By: Andrew Lacativa
Due to the recent presidential election results, many people have struggled to decide whether or not they should take their investments out of the stock market or keep them in. Before the decision is made to remove your funds from the stock market, you should be aware of a possible flaw in your decision-making. According to New York Times journalist, Neil Irwin, the president has a minimal affect on most of the stock market’s flow (Irwin, 2017). These recent heuristics of American citizens demonstrate the illusory correlation. People often perceive the existence of a relationship between two things as stronger than they really are; sometimes they really have no relationship which is a correlation error (Myers, 2015).

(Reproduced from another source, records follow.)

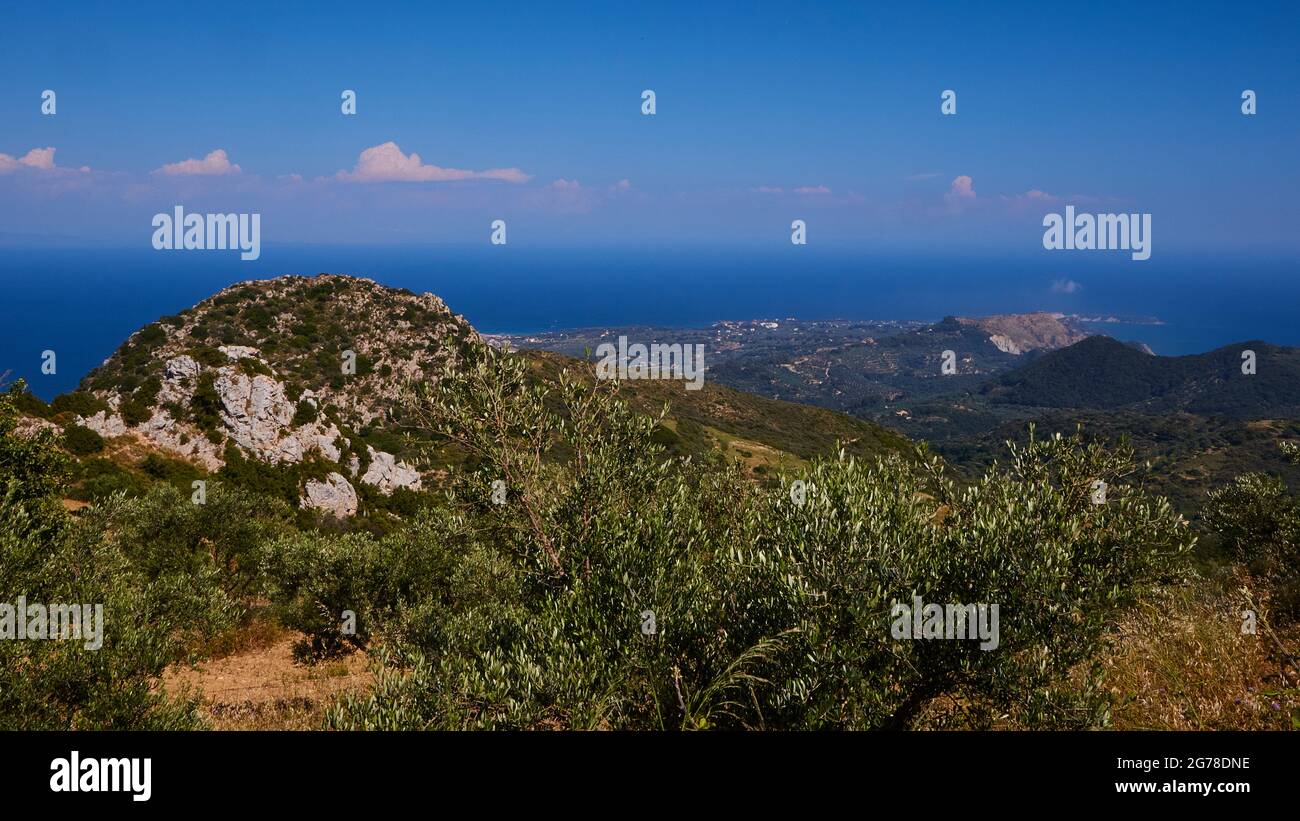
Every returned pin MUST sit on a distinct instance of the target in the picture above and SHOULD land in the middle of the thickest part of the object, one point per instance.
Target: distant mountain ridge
(1103, 373)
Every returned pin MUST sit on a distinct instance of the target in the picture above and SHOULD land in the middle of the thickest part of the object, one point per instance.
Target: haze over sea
(83, 303)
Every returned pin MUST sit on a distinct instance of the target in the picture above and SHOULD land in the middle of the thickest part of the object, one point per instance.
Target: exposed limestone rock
(334, 495)
(1005, 344)
(238, 352)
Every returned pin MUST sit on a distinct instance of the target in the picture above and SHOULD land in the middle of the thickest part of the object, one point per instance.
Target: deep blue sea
(83, 303)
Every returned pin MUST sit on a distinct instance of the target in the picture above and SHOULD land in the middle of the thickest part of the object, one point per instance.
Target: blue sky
(766, 113)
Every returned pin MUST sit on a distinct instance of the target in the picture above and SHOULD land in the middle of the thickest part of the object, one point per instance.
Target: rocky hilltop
(281, 370)
(1019, 333)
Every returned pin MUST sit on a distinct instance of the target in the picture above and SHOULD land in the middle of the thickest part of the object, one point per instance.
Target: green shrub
(148, 618)
(82, 441)
(768, 615)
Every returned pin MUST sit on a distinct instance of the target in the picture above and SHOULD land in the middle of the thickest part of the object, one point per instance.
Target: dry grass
(1182, 663)
(259, 685)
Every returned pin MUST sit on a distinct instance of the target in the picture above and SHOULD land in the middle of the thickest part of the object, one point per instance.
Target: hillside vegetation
(585, 554)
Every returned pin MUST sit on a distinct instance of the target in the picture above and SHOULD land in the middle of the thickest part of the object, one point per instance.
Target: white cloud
(386, 163)
(216, 164)
(39, 159)
(962, 189)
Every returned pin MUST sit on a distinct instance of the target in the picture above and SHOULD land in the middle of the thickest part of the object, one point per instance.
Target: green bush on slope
(767, 613)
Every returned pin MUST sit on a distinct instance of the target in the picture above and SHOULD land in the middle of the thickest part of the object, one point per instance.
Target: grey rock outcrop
(334, 496)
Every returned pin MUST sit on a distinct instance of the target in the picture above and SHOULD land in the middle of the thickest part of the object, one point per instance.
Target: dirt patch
(265, 689)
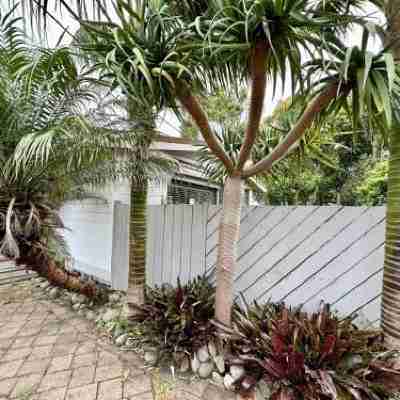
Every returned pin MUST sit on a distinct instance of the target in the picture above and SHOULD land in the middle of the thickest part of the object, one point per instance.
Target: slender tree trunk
(227, 248)
(390, 317)
(137, 244)
(391, 277)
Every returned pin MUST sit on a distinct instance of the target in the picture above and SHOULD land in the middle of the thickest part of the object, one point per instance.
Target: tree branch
(192, 105)
(258, 84)
(305, 121)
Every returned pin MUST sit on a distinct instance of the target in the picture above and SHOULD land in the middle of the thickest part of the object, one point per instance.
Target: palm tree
(234, 43)
(391, 279)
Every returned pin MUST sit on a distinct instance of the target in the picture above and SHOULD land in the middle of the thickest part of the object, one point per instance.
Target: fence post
(120, 247)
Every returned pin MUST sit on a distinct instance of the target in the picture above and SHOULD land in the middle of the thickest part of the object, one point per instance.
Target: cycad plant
(237, 43)
(391, 279)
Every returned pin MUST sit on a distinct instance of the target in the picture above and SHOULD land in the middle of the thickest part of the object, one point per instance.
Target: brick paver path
(48, 353)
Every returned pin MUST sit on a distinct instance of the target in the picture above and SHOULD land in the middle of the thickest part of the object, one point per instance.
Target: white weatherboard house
(91, 223)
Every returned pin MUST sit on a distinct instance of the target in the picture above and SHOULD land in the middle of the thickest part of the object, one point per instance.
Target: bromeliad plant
(177, 319)
(307, 356)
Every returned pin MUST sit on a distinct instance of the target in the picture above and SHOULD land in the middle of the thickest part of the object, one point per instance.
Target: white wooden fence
(300, 255)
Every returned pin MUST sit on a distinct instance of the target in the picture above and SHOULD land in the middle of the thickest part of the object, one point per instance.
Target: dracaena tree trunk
(137, 244)
(391, 276)
(390, 318)
(227, 248)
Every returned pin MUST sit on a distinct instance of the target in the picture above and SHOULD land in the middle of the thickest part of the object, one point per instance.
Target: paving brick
(88, 392)
(144, 396)
(40, 352)
(60, 363)
(110, 390)
(23, 342)
(9, 370)
(6, 386)
(84, 359)
(107, 372)
(29, 332)
(38, 366)
(26, 384)
(54, 381)
(82, 376)
(137, 385)
(7, 333)
(105, 358)
(45, 340)
(86, 347)
(56, 394)
(5, 343)
(64, 349)
(16, 354)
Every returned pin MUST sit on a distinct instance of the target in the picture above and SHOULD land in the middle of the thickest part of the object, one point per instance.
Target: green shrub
(177, 319)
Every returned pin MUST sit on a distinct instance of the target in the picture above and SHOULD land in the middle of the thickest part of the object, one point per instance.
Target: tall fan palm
(391, 280)
(93, 41)
(233, 43)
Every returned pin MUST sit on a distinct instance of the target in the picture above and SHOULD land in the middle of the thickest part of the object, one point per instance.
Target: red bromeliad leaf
(278, 344)
(284, 394)
(327, 385)
(296, 368)
(274, 369)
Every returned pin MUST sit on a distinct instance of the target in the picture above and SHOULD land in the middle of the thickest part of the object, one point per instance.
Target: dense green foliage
(334, 163)
(308, 356)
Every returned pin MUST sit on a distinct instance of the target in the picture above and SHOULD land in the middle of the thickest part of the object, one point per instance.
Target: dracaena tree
(243, 43)
(390, 315)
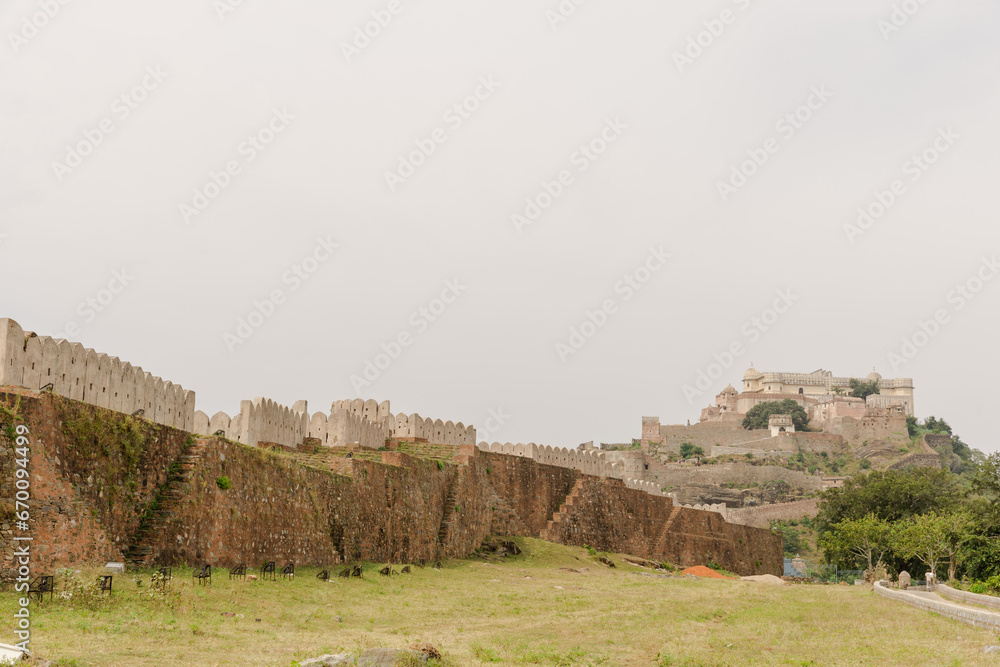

Today, mass numbers of people find hundreds of ways to blame Trump for certain situations because of his current image in our government. A prime example is the Liberals who are consulting with stock market specialists about cashing out or not (Irwin, 2017). People automatically think that every move our president makes will somehow make or break our economy and affect themselves directly. The simple truth is that there isn’t solid evidence that our president has a heavy influence on the stock market. The state of stock prices can either fall or rise, no matter who is in office. Economists can also agree that the president does not have an affect on how fast the stock markets grows as well. To continue, the stock market is constantly breaking down as the years continue, due to many demanding fixes. It does not matter whether our president will be able to handle the economy, because people will continue to invest in big companies which will ultimately affect the stock market regardless. A psychological study performed in 2014 involving political ideologies and the illusory correlation enhances the existing debate whether people actually are influenced more by politics more than we think (Carraro, 2014). The results of the study seem to indicate that an implicit and explicit illusory correlation bias emerged both in the case of liberals and in the case of conservatives, although remarkably stronger in the explicit illusory correlation bias (Carraro, 2014)
Carraro, L., Negri, P., Castelli, L., & Pastore, M., Pastore. (2014). Implicit and explicit illusory
correlation as a function of political ideology. Plos One, 9(5), e96312. doi:10.1371/journal.pone.0096312
Irwin, N. (2017, February 13). It’s Probably a Bad Idea to Sell Stocks Because You Fear Trump.